The Pfizer version, for children from 6 months to 4 years old, is a course of three shots over 11 weeks. The first two doses are three weeks apart, with the third dose eight weeks later. Each dose is one-tenth of an adult dose. The Pfizer vaccine is said to be 80% effective after the final third dose, with some protection starting after the second dose, Willis said
According to Willis, side effects from either type of vaccine have been minimal during clinical trials. The most frequent have been “fussiness, sleepiness or pain at the injection site,” Willis said.

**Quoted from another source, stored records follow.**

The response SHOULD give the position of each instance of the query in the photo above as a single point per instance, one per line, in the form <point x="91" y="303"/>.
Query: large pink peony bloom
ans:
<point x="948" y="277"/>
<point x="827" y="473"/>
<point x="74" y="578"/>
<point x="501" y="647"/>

“No child got any heart condition side effects, such as myocarditis,” he said.
Aideen Gaidmore, executive director of the Marin Child Care Council, cheered the pediatric vaccine rollout.
“With 140 child care centers and 150 licensed family child care homes in the county all serving our youngest children, we know how important it is to be able to provide a safe vaccine for these children,” Gaidmore said.
“Our child care settings have remained open for the past two years during this pandemic, knowing that young children were still at risk,” she said. “That also meant the teachers and caregivers were putting themselves at risk by remaining open and serving young children and their families.”
Willis said that while small children are at less risk for severe illness from a COVID-19 infection, “less risk doesn’t mean no risk,” he said.
“More than 500 children 5 and under have died from COVID-19 in the U.S.,” he said.
In the past month, 113 Marin children age 4 and younger have been reported to be infected, Willis said.
“We know that’s a significant underestimate,” Willis said.
Vaccination “will make every place that kids gather this summer safer for kids and for adults,” he said.
“That includes child care centers, summer camps, play dates and parties,” he said.